001 has finally tied up much of the array of tracks on a double album CD/triple vinyl album that includes Strummer’s contributions to groups and collaborations that even the most hardcore of Clash fans may have missed. Soundtracks, singles, B-sides, and demos make up these 32 tracks, a dozen of which have never been released before; plenty, therefore, for the collector or casual fan to indulge in, albeit with varying degrees of satisfaction as we will discover.

But to get to the post-Clash era, we have to go back to 1975, when Strummer began his musical adventure with pub rockers The 101ers. Neither ‘Letsgetabitrockin’’ (two versions of which are included) nor the sole single ‘Keys To Your Heart’ offer any hint of what was to come. And it’s fair to say that these tracks show that there was only one option for Strummer when the opportunity arose to form a band with Mick Jones and Paul Simonon.

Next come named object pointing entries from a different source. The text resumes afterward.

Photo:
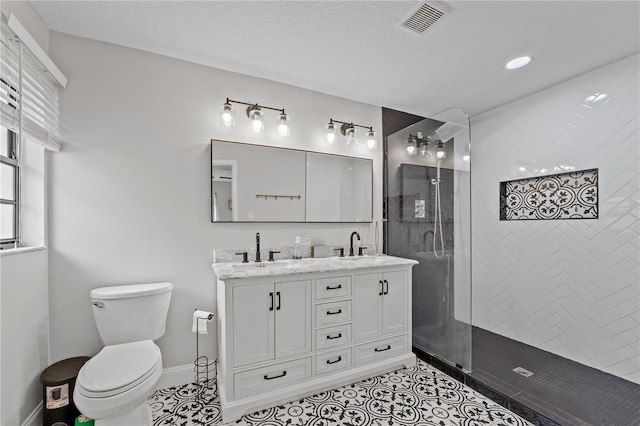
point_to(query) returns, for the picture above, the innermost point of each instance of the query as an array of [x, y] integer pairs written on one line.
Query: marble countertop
[[231, 270]]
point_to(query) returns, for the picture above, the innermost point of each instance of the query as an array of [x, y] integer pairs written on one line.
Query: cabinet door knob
[[284, 373]]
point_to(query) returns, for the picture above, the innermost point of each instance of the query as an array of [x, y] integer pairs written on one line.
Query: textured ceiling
[[355, 50]]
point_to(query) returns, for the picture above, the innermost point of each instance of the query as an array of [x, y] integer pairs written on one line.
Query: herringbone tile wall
[[571, 287]]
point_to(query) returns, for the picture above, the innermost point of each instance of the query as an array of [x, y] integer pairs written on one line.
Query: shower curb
[[528, 413]]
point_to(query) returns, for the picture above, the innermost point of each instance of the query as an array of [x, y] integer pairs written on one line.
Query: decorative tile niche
[[571, 195]]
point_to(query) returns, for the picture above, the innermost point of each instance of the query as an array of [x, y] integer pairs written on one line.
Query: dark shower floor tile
[[562, 390]]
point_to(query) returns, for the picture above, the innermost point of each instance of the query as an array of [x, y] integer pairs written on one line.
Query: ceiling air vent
[[424, 16]]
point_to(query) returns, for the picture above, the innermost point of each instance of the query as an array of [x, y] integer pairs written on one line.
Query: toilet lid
[[118, 368]]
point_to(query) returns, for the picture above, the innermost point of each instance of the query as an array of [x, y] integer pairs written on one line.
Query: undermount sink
[[249, 266], [362, 258]]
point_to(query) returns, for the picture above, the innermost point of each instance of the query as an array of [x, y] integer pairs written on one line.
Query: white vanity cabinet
[[380, 304], [273, 320], [291, 329]]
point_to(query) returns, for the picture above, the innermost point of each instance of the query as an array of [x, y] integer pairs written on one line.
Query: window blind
[[9, 79]]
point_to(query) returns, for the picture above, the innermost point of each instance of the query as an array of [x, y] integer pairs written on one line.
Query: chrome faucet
[[351, 248], [258, 247]]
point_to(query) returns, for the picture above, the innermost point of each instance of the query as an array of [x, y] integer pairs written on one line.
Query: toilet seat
[[119, 368]]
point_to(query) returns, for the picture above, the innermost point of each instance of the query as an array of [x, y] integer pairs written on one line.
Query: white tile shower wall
[[570, 287]]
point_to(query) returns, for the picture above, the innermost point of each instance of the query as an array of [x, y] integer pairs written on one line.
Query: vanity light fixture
[[518, 62], [331, 132], [372, 143], [256, 115], [349, 131], [412, 145], [440, 154]]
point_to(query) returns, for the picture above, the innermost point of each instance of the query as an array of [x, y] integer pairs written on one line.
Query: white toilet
[[113, 386]]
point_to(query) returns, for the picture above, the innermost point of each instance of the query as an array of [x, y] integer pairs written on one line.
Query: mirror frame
[[235, 189]]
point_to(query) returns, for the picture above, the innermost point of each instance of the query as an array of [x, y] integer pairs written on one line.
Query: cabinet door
[[253, 323], [394, 302], [367, 309], [293, 318]]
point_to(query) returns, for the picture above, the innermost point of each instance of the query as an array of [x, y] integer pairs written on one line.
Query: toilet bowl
[[118, 381], [113, 386]]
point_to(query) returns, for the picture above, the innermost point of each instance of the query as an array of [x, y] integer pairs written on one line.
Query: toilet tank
[[130, 313]]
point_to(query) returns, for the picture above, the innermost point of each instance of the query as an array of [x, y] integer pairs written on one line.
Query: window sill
[[20, 250]]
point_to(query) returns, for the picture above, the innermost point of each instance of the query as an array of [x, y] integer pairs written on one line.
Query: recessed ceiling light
[[518, 62]]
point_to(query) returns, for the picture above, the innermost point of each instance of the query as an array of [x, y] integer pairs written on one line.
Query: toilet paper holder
[[202, 366]]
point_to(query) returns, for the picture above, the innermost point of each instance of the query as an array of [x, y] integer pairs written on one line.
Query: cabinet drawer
[[380, 349], [333, 287], [333, 361], [333, 312], [333, 336], [270, 377]]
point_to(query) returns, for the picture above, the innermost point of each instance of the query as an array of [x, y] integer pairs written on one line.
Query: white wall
[[570, 287], [130, 193], [24, 295]]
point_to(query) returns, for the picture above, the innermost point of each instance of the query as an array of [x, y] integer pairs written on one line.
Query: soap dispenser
[[296, 250]]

The band’s ascent was rapid, the decline slow and heartbreaking, and after the much-derided Cut The Crap album that featured only a remnant of the band, Strummer was forced to think anew. 001 does cover this “final days” era, with the inclusion of a version of ‘This is England’ and ‘Pouring Rain’ by Strummer, Simonon and Pete Howard, recorded in 1983-84. The latter track (and another version that’s also included) sound almost different songs to The Clash’s powering live version that was included on The Future Is Unwritten soundtrack.

But where this album comes alive is on the solo material from two separate periods. From 1986 to 1990 Strummer recorded one solo album, a soundtrack, contributed to two further soundtracks and released a handful of singles. Aside from a team-up with Black Grape on a World Cup football single and gigs with The Pogues, there’s a fallow period until 1999 when Joe Strummer & The Mescaleros united for two studio albums, while one more was released posthumously.

From this first period, ‘Tennessee Rain’, off the Soundtrack to Walker, is a Latin-tinged underrated standout. ‘Love Kills’ is a brilliantly riveting accompaniment to the almost-good Sid & Nancy biopic and there were five tracks contributed to the Permanent Record soundtrack, as Joe Strummer and the Latino Rockabilly War, notably ‘Trash City’, which is included here.

Unfortunately, even Clash fans bypassed his solo exercise Earthquake Weather and Strummer went underground for virtually a decade. The return was heralded by ‘It’s A Rockin’ World’ for the South Park movie and then came the Mescaleros years, which are represented by six tracks, including ‘Yalla Yalla’ and ‘Johnny Appleseed’. Which means no room for the brilliant ‘Bhindi Bhagee’, the tale of a wide-eyed New Zealander who had just landed in London and was looking for mushy peas only to be directed by Strummer to the city’s cosmopolitan platter.   

There’s collaborations with Johnny Cash (on Marley’s ‘Redemption Song’) and Jimmy Cliff that I never knew existed; and the second disk includes those dozen unreleased tracks, mostly demos. There needs to be some honesty here: few of it was worth dredging up. Strummer sounds sometimes as if he wanted to be a blues singer, but his voice isn’t gravelly enough. A couple of outtakes, one credited to Pearl Harbour, the other to the Soothsayers, which missed the Sid & Nancy boat are among them, and it concludes with ‘U.S. North’ which is credited to Mick and Joe. It’s 10 minutes of unrelenting repeated beats and a slew of words that would have been fine if reduced to four minutes.

And to imitate that annoying voice that promises “ … and there’s more” in every TV advertorial, the vinyl version contains an additional three tracks, but you’ll need a loan from the bank to be able to afford that.

While many of the obscure and forgotten singles and B-sides have been torpedoed to the surface, the numbering suggests there could be the possibility of a second turn, though that presumably would be mainly through album tracks not included here, such as some of those from Walker. Given the continuing interest in Strummer it is feasible that the retro machine will keep on churning out material.